HGTV isn’t a network that accumulates narrative, but it is a network that accumulates detail. (This phenomenon reached a surreal height last year when a registered nurse watching Flip or Flop noticed a troublesome bump on Tarek’s neck in multiple episodes and wrote to the production company about it. Tarek went to the doctor and was diagnosed and treated for thyroid cancer. This sub-plot, needless to say, was not included on Flip or Flop.) And so viewers build a practice in which tics, trends, and types supplant personalities. On Love It or List It, Hilary always over-promises and David can’t stay within a budget; on Property Brothers, almost nothing can upset the charming twin hosts; Nicole Curtis’ workers frequently look at her as if she’s an insane person when she’s not paying attention; Americans don’t understand the European real estate market; men are misers; women are hysterics and sentimentalists.

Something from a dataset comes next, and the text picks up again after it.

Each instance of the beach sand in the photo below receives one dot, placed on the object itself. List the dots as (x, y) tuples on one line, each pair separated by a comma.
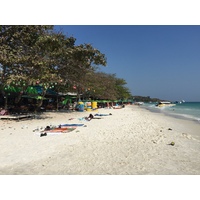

This kind of attention mirrors the other primary way we watch HGTV, which is, of course, through attention to the houses themselves. Character, in the sense of a complex psychology, is replaced by character in the sense of a fireplace with original brick. HGTV is producing a generation of upscale viewers who now watch television with a film theorist’s eye for mise en scene. (Wes Anderson should make a deal to produce the network’s first original feature film.) We even begin to fetishize particular styles and details as they appear and re-appear across programs. White cabinets, dark hardwoods, Edison light bulbs, apron sinks, stainless steel, and granite all mean quality, luxury, comfort. Open concept living spaces mean the possibility and promise of friendship and sociality. And nobody really wants wallpaper.

While it might be silly to suggest this kind of reading of HGTV—we generate meanings for the things we watch regardless of what material they provide to us—the phenomenon of HGTV, and the network’s historical insistence on not building in the kind of serialized narrative drama that is the foundation of other reality TV shows, seems unique in popular culture right now. Neither instructional like the Food Network nor informative like Discovery, it’s even unique within its own genre of lifestyle porn. For a network aimed at a general audience, one would have to change very little about an afternoon of HGTV programming to turn it into a video art installation critiquing consumer capitalism. But it also functions as a kind of pulpy romance of capital itself. This duality is part of what makes HGTV such preposterously good television. We can fully buy into what HGTV is selling, or we can read along with Marx as each new commodity is fetishized in front of us. The network allows for both readings—it’s an open concept.

*UPDATE — September 29, 2014: We originally wrote that TBS airs Law and Order marathons. TNT is the channel that airs Law and Order marathons.